A New Class of Abortive Is in Development

In the early 90's, triptans such as Imitrex, Maxalt, Zomig, etc, revolutionized acute Migraine disease and cluster headache treatment. The triptans gave us a new class of abortives that worked to actually stop an attack and its associated symptoms in its tracks rather than just masking the pain. However, triptans aren't considered safe for all patients. Many patients with coronary disease have been unable to take advantage of them because action of constricting blood vessels is not limited to cerebral vessels but can also involve coronary vessels. That may change with a new class of medications.

Researchers in Europe and the United States are at work studying a new abortive medication for Migraine treatment. The drug, labeled BIBN4096 BS is a calcitonin gene-related peptide (CGRP) antagonist. They believe the neuropeptide CGRP is released from the trigeminal nerves and is involved in the pathophysiology of Migraine. Serum levels of CGRP are elevated in patients with cluster headaches and Migraine. Researchers began to study CGRP when clinical studies of triptans returned CGRP levels to normal when relieving Migraines or cluster headaches. Further, sensitive patients infused with CGRP experienced Migraines and cluster headaches.

CGRP is released from trigeminal ganglia nerves after nerve activation. It is a strong cerebral and dural vessel dilator, which regulates blood flow to the brain and pain-sensitive meninges. CGRP can cause release of inflammatory agents from meningeal mast cells and is involved in the transmission of pain producing stimuli from intracranial vessels to the central nervous system. Using a CGRP antagonist could be sufficient in treating Migraines and cluster headaches.

In a multicenter, double-blind trial, 126 patients with Migraine were randomized to receive placebo or 0.25, 0.5, 1.0, 2.5, 5.0, or 10.0 mg of BIBN 4096 BS as a 10-minute intravenous infusion. BIBN 4096 BS was effective for 60% of the total patients who received it and 66% of those who received the 2.5 mg dosage. Compared with placebo, 2.5 mg BIBN 4096 BS was significantly superior in terms of the pain-free rate at two hours; the sustained response rate over 24 hours; the rate of recurrence of headache; improvement in nausea, photophobia, phonophobia, and functional capacity; and the time to meaningful relief.

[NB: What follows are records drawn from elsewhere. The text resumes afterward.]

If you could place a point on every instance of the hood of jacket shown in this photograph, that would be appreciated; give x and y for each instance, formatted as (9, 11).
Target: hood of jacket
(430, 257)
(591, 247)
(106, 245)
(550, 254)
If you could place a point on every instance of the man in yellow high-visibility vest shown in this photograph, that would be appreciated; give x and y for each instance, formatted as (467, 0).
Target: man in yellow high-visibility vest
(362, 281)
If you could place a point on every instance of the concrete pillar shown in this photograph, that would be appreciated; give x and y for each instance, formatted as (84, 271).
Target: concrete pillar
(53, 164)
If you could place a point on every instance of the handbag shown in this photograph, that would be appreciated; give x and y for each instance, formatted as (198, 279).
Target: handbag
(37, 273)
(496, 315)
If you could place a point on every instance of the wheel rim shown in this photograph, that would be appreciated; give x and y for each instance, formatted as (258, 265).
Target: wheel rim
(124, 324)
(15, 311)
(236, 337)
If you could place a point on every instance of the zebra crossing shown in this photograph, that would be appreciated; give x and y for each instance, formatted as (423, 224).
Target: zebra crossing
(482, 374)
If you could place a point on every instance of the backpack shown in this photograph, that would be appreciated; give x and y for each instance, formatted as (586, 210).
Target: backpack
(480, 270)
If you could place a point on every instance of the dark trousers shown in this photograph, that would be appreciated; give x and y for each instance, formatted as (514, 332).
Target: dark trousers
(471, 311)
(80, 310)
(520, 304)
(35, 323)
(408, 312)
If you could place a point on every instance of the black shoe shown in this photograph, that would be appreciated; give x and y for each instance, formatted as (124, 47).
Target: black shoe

Adverse events occurred in 20% of the total patients receiving BIBN 4096 BS,  25% of the 2.5 mg group, and 12% of the group receiving placebo. The most common side effect reported was paresthesia. No serious side effects were reported.

The report of this study was published in the March 11 issue of the New England Journal of Medicine. In an accompanying editorial, Paul L. Durham, Ph.D., from Southwest Missouri State University in Springfield wrote:

"Given the apparent absence of vasoconstrictor activity with this agent, BIBN 4096 BS and possibly other CGRP-receptor antagonists may provide an alternative for the treatment of migraine that rivals triptans, although a formulation that may be administered as easily as the current triptans must first be developed ... It will be interesting to see whether CGRP-receptor antagonists also prove beneficial in treating other prevalent diseases, such as arthritis and temporomandibular-joint disorders, in which CGRP levels are elevated."

Although BIBN 4096 BS is still in early trials and other medications in the family have yet to be developed, the CGRP-receptor antagonists may well prove to be viable alternatives for those who cannot use triptans.

________________
References:

Olesen et al."Calcitonin Gene-Related Peptide Receptor Antagonist BIBN 4096 BS for the Acute Treatment of Migraine." New England Journal of Medicine, March 11, 2004; Vol. 350: pp. 1104-1110.
Jes Olesen, MD, Department of Neurology, Glostrup Hospital, University of Copenhagen, Denmark. Paul L. Durham, PhD, assistant professor of cell biology, Department of Biology, Southwest Missouri State University, Springfield, Missouri. William Young, MD, Jefferson Headache Center and assistant professor, Thomas Jefferson University, Philadelphia.

Laurie Barclay, MD. "Calcitonin Gene-Related Peptied Receptor Antagonist Effective in Acute Migraine. Medscape Medical News. April 12, 2004.